Security: You will go through security every time you enter a building so pack light. 

My favorite event: National Book Festival   http://www.loc.gov/bookfest/
Every book lover's dream-you get to spend all day listening to and meeting  your favorite authors.

Best place to picnic: Fort Washington. This a a great stone fort that overlooks Mt Vernon from the Maryland side. Since it is not the site of any great battles and 20 miles south of the District, tourist leave it alone and it's fairly deserted most of the time and it is so cool to have an entire fort to ourselves.
Wow!  I think that was one of my longest posts ever. I amazed if you made it all the way to the end.
Linking up here.


  1. Thanks for reminding me of all these great memories. Amazingly, we have done 90% of these things even though we were only there for a year. An awesome year. Don't forget the picnic location of Gravelly Point park. It is along the Potomac and right by Reagan Airport so you get to watch the planes land and take off. Our family loved going there.

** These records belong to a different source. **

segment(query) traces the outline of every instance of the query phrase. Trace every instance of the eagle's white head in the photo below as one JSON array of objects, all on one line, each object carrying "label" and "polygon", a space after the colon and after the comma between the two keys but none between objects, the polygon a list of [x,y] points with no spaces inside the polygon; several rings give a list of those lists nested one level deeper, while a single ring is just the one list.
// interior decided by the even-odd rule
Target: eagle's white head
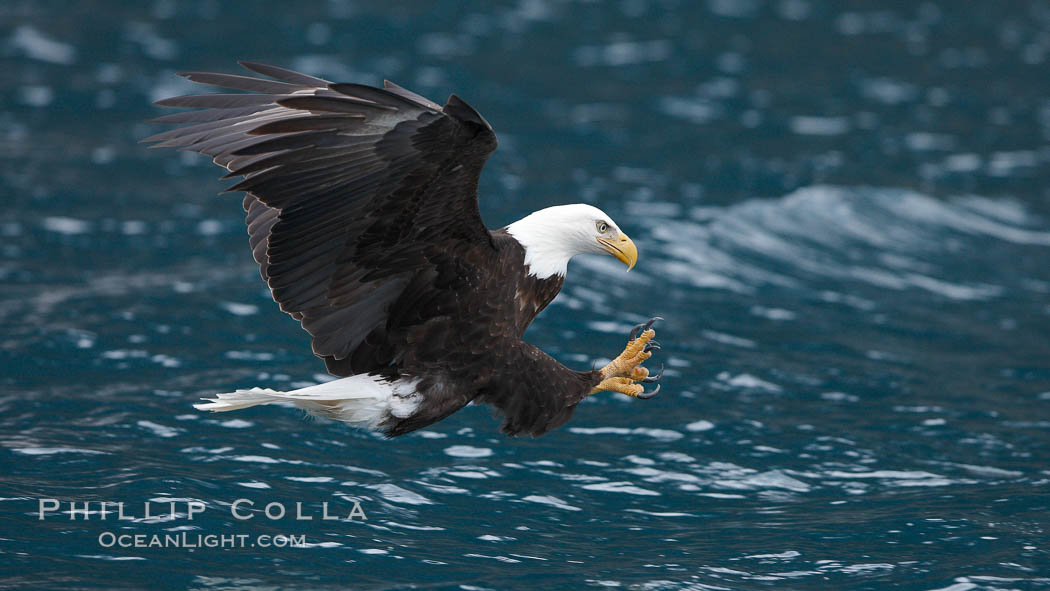
[{"label": "eagle's white head", "polygon": [[578,254],[609,254],[629,271],[638,249],[607,213],[585,203],[558,205],[533,212],[507,226],[525,248],[529,274],[540,279],[565,276],[569,259]]}]

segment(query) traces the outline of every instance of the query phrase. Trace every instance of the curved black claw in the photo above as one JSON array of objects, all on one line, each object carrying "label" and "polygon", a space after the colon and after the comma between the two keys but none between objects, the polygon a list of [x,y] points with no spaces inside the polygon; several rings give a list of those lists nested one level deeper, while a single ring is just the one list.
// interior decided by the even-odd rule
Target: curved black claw
[{"label": "curved black claw", "polygon": [[650,351],[659,351],[659,350],[660,350],[660,343],[657,342],[657,341],[649,341],[648,343],[645,344],[645,348],[642,349],[642,351],[645,352],[645,353],[648,353]]},{"label": "curved black claw", "polygon": [[657,392],[659,392],[659,391],[660,391],[660,384],[657,384],[656,388],[652,392],[642,392],[638,396],[635,396],[635,398],[641,398],[642,400],[649,400],[653,396],[656,396]]},{"label": "curved black claw", "polygon": [[654,317],[649,319],[649,322],[643,322],[643,323],[639,324],[638,326],[635,326],[634,328],[631,329],[631,334],[627,337],[627,339],[633,341],[634,337],[638,336],[638,333],[646,331],[646,330],[649,330],[650,328],[652,328],[653,325],[656,324],[657,320],[663,320],[663,318],[661,318],[659,316],[654,316]]},{"label": "curved black claw", "polygon": [[656,372],[656,375],[649,376],[649,377],[643,379],[642,381],[645,382],[646,384],[651,384],[651,383],[653,383],[655,381],[658,381],[660,379],[660,376],[662,376],[662,375],[664,375],[664,364],[661,363],[660,364],[660,371]]},{"label": "curved black claw", "polygon": [[635,326],[634,328],[632,328],[631,329],[631,334],[627,335],[627,340],[628,341],[633,341],[634,337],[638,336],[638,333],[642,332],[642,329],[644,327],[645,327],[645,323],[642,323],[642,324],[639,324],[638,326]]}]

    Also, the Iwo Jima memorial was nice, and the Air Force memorial was ok...low priority.

  2. Kristen-you guys were amazing at how much you did in so little time. You also get the award for the most visitors. We loved Gravelly Point too and have some great pics that look like a planes are about to land on our heads.

  3. I see after 12 years of living here there are still things I have not done and seen!

  4. Hurray for D.C.
    ...still much we have to do too!